Hanya diam memandang suasana rumah yang semakin ramai, itulah yang dapat dilakukan Arman, Marianti dan Ripah. Saat itulah tiba-tiba kaca jendela di belakang Arman bersuara “Tek tek tek tek.”
Dengan penasaran Arman menoleh, kemudian keningnya merapat sembari menoleh pada jendela rumah yang berada tepat sedikit di atasnya. Suara ketukan di jendela itu kembali terdengar, hingga membuat Marianti dan Ripah saling menoleh, mengisyaratkan siapa yang berada di balik jendela.

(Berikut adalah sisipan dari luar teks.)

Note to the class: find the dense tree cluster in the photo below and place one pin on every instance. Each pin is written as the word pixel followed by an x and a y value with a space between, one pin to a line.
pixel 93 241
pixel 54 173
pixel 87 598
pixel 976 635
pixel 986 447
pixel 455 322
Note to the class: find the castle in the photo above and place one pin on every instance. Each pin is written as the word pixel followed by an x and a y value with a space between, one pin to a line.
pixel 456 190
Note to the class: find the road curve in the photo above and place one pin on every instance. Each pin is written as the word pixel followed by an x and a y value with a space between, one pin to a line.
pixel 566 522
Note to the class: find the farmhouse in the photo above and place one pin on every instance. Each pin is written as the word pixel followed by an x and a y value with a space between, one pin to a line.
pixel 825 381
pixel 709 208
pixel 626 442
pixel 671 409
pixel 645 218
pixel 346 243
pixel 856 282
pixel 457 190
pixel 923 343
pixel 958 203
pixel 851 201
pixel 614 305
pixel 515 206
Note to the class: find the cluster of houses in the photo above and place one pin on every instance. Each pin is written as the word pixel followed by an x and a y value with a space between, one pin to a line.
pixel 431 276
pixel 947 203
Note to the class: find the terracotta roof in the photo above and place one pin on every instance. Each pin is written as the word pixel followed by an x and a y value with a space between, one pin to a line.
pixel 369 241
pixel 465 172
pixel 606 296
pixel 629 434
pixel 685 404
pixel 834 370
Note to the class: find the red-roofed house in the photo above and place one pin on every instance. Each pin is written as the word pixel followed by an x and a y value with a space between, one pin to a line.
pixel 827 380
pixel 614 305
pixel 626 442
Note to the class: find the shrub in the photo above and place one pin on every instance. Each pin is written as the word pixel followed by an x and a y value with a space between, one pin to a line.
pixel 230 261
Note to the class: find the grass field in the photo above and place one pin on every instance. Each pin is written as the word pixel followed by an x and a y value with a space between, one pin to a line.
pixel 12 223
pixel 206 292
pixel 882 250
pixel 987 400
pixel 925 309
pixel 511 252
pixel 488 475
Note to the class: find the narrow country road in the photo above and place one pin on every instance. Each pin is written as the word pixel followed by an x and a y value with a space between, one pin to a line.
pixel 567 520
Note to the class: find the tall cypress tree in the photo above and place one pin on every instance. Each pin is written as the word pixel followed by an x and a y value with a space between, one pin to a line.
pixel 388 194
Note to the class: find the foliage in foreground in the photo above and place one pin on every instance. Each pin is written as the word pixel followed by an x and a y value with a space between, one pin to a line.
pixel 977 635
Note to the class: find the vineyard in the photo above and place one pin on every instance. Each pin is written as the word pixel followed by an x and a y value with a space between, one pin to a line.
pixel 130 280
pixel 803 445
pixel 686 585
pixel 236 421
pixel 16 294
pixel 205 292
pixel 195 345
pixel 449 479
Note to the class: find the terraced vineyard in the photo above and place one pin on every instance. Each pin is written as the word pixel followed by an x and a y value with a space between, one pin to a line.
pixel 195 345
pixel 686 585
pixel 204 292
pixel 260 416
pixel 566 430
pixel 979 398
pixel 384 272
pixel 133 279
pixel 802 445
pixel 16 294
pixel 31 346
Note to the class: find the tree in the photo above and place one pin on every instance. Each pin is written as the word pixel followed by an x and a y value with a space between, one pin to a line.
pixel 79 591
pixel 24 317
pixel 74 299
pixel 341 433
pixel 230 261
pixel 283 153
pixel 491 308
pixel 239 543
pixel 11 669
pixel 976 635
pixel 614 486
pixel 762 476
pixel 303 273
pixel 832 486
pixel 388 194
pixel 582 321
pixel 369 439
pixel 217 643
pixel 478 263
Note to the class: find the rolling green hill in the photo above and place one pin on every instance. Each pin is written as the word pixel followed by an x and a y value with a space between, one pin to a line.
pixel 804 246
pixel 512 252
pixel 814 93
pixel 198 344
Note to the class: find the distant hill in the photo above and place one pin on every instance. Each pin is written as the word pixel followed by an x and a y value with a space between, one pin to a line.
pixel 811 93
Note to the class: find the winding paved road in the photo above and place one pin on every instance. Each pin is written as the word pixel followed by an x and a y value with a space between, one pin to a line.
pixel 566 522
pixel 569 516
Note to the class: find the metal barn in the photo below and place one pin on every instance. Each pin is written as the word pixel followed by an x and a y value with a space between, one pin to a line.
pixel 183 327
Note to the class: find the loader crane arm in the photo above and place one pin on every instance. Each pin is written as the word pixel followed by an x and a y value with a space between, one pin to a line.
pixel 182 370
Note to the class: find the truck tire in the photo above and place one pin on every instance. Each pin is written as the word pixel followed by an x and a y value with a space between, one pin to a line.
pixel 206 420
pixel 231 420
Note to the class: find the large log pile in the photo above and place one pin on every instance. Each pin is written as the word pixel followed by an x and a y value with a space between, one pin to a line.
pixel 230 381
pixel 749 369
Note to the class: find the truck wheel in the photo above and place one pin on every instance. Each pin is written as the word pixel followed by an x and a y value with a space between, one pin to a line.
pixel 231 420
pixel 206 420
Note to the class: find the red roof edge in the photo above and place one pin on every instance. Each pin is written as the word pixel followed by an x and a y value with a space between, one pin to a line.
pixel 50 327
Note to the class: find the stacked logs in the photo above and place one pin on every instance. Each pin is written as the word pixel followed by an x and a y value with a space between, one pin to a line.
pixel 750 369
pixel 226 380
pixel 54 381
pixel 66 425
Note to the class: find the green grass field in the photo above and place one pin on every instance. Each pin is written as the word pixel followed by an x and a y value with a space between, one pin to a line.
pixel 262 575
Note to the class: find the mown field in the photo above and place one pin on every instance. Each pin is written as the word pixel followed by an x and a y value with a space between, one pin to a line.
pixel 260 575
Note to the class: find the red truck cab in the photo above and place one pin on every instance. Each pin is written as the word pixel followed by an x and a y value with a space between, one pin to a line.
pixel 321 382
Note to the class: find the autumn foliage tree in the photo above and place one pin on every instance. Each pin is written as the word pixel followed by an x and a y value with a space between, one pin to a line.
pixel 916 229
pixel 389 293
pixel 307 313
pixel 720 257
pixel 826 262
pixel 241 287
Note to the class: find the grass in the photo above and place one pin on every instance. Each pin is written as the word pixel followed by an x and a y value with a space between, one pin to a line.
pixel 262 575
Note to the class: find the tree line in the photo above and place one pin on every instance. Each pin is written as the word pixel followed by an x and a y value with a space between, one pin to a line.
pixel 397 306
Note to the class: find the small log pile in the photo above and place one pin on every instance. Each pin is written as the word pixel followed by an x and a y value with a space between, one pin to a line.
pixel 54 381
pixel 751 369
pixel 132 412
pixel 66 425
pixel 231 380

“Sssttt.” Arman pelan pada kedua Adiknya. Kemudian Arman berdiri, membuka jendela dan sedikit melongok keluar jendela.
Sigap pandangan Arman meneliti sekitar rumahnya. Namun Arman tak menemukan apapun, hingga terdengarlah suara pelan memanggil namanya “Arman.”
Saat itulah sigap Arman menajamkan kedua matanya dan kedua pendengarannya. Namun lagi-lagi Arman tak menemukan apapun, membuatnya membuang nafas dengan berat kemudian berkata “Dasar tuyul, ndek omah iki gak ono duwik, kono ngalih!”1
Menyusul kemudian kerikil kecil melayang ke dagu Arman, hingga Arman sedikit mengaduh. Kemudian kedua matanya kembali meneliti, melihat sekitar rumahnya. Setelah itu terdengar suara tegas memanggil nama Arman “Man, Arman.”
Seolah mengenal suara yang memanggil namanya, Arman lebih melongok keluar jendela. Saat itulah seseorang dari bawah jendela menarik sarung yang melilit lehernya. Hingga kepala Arman sedikit merunduk, dan melihat Tejo duduk di bawah jendela rumahnya.
“Ooooh Kowe to Jo!”2 Suara Arman agak keras.
“Ssttt.” Tejo mengisyaratkan supaya tidak terlalu keras bersuara pada Arman.
Sejenak Arman menoleh ke belakang, melihat orang-orang di dalam rumahnya yang sempit masih mengobrol ditemani kepulan asap rokok dan pastinya deretan cangkir kopi hitam. Setelah itu Arman kembali melongok dari jendela, mendekatkan wajahnya pada Tejo yang duduk di bawah jendela dan bertanya “Apa Jo?”
Tanpa menjawab Tejo hanya menyeringai, kemudian mengusap-usap perutnya. Membuat Arman tersenyum melihat tingkah Tejo. Dirinya yakin Tejo ingin mencicipi kue-kue yang masih tersisa di dalam rumah. Tanpa berkata lagi Arman berbisik pada kedua Adiknya, meminta mereka untuk mengambil sedikit makanan yang masih tersisa di piring. Kemudian membawanya ke luar rumah, ke tempat seperti biasa.
Setelah itu Arman dan kedua Adiknya diam-diam mengambil makanan di piring, menyembunyikannya di balik baju. Barulah setelah itu bergantian mereka keluar rumah. Sedikit berjalan mereka menuju tempat di samping rumah reot itu. Tepatnya di bawah jendela kamar Arman dan kedua Adiknya, maklum di rumah itu hanya terdapat dua kamar yang sempit.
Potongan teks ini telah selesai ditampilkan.